Abstracts

Dravet syndrome is one of the most severe and medically intractable forms of childhood epilepsy. Stiripentol (STP) has been shown to have a unique efficacy in this syndrome. The manufacturer of STP had provided this medication as [quot]compassionate release[quot], however effective February 2004, families have been required to cover the costs for this medication. Third party insurance will not cover these costs, as this medication is available only through the Special Access Programme of Health Canada. This study compares the medical costs in children with Dravet syndrome, pre and post STP initiation. The medical costs of all four children (aged 18 mos to 11 yrs 11 mo) with Dravet syndrome followed in the Refractory Epilepsy clinic at the Alberta Childrens Hospital who were treated with STP were assessed over three time periods:
1. Pre-treatment: the year preceding STP initiation (or in children commencing STP prior to 1 year after seizure onset, the time from seizure onset to STP initiation)

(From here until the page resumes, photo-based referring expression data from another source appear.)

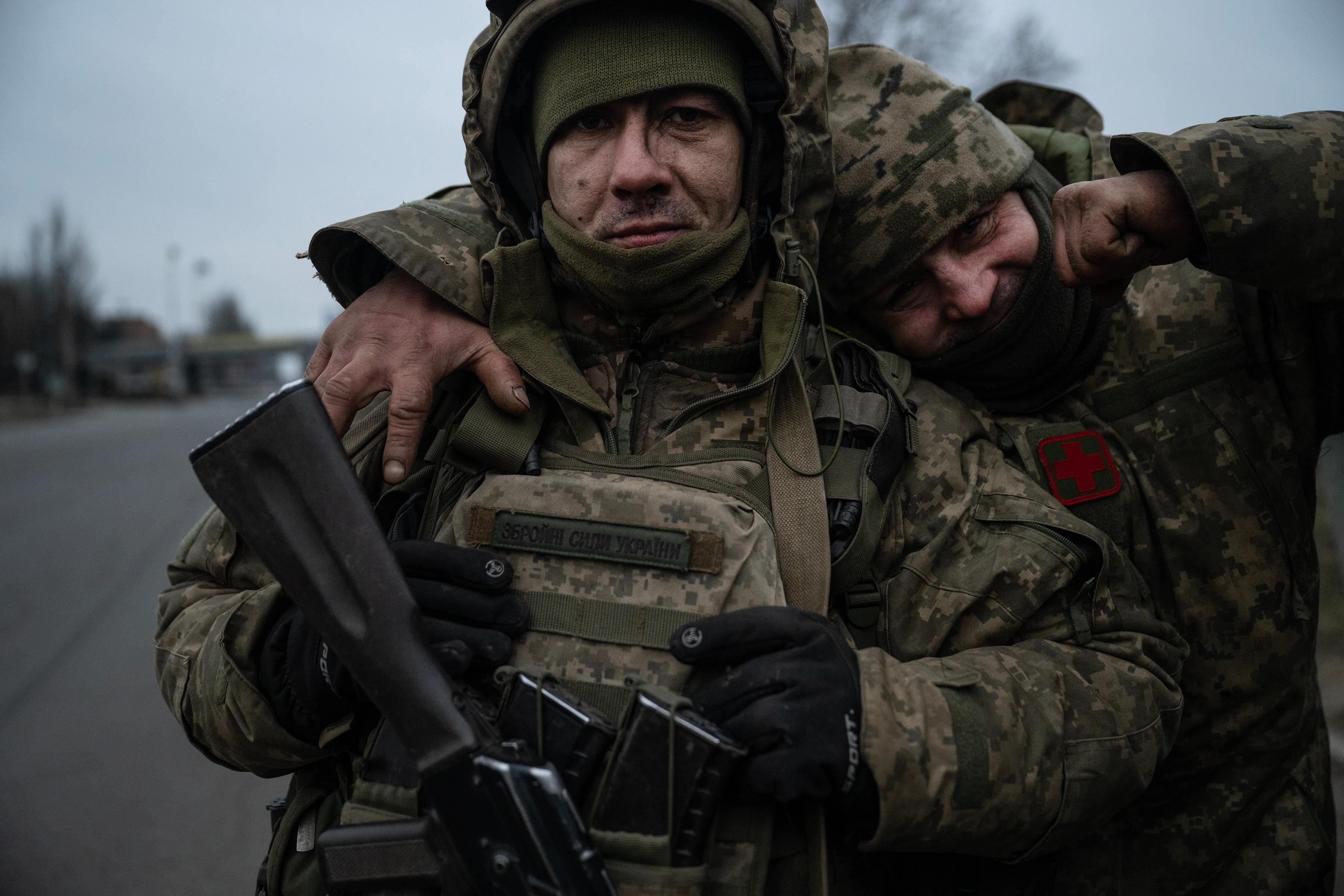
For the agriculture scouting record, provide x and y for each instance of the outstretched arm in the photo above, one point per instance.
(404, 337)
(1256, 199)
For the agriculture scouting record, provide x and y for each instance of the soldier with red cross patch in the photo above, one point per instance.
(1182, 411)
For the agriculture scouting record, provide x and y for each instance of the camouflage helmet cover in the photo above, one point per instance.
(914, 159)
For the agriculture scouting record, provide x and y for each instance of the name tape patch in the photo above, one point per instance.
(679, 550)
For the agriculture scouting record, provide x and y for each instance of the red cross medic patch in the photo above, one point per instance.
(1079, 467)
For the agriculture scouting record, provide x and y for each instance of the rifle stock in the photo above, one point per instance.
(281, 477)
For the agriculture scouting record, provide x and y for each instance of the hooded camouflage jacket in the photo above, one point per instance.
(1193, 441)
(1012, 698)
(1218, 383)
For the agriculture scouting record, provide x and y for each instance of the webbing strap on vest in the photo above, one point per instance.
(497, 440)
(799, 503)
(605, 621)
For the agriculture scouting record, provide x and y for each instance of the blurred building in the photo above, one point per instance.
(244, 362)
(131, 359)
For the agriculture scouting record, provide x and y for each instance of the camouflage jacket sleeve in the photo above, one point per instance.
(213, 621)
(1026, 694)
(1268, 193)
(439, 241)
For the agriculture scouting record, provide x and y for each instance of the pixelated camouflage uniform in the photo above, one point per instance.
(1017, 692)
(1220, 379)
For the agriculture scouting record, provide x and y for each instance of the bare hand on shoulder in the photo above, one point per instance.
(1109, 230)
(401, 336)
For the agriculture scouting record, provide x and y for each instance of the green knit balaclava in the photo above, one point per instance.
(605, 52)
(914, 159)
(608, 50)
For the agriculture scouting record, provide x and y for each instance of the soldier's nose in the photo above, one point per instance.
(635, 171)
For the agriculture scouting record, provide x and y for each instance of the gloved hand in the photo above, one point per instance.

2. Titration: the month following initiation during which titration to therapeutic dose was achieved
3. Post-treatment: the first year following the Titration period (or in children who have not yet been treated for a one year period, the total duration of follow-up available).
Costs assessed included hospitalization and clinic fees, ER visits, ambulance/EMS costs and physician billings, but medication costs were excluded. Families also completed a QOLCE for the pre and post-treatment periods.
The mean monthly medical costs for the Pre-treatment and Post-treatment periods were calculated for each patient. All 4 children showed a significant reduction in seizure frequency on STP (with benzodiazepine). Three of the four children have been treated with STP for at least one year, while the fourth has only completed 2 months of the Post-treatment period to date. The average monthly medical cost was lower post-treatment (mean of $93, range $40-160) compared to pre-treatment (mean of $2573, range $215-8415). Cost reduction was most dramatic in the 3 younger patients (ages 18 mos - 4 yrs 2 mos at initiation, range $516-8375 per month) than in the older child (11 yrs 11 mos at initiation, $55 per month). QOLCE markedly improved in 3 of 4 cases. The savings in medical costs by far exceeded the actual cost of STP (mean $135/mo, range $75-300). STP initiation was associated with a reduction in medical costs for all 4 children with Dravet syndrome, but the reduction appeared most significant for younger patients. This medication is clearly cost-effective and should be initiated early on after the clinical diagnosis of Dravet syndrome is made. In a publically funded health-care system, funding should be obtained for families who are financially unable to afford STP.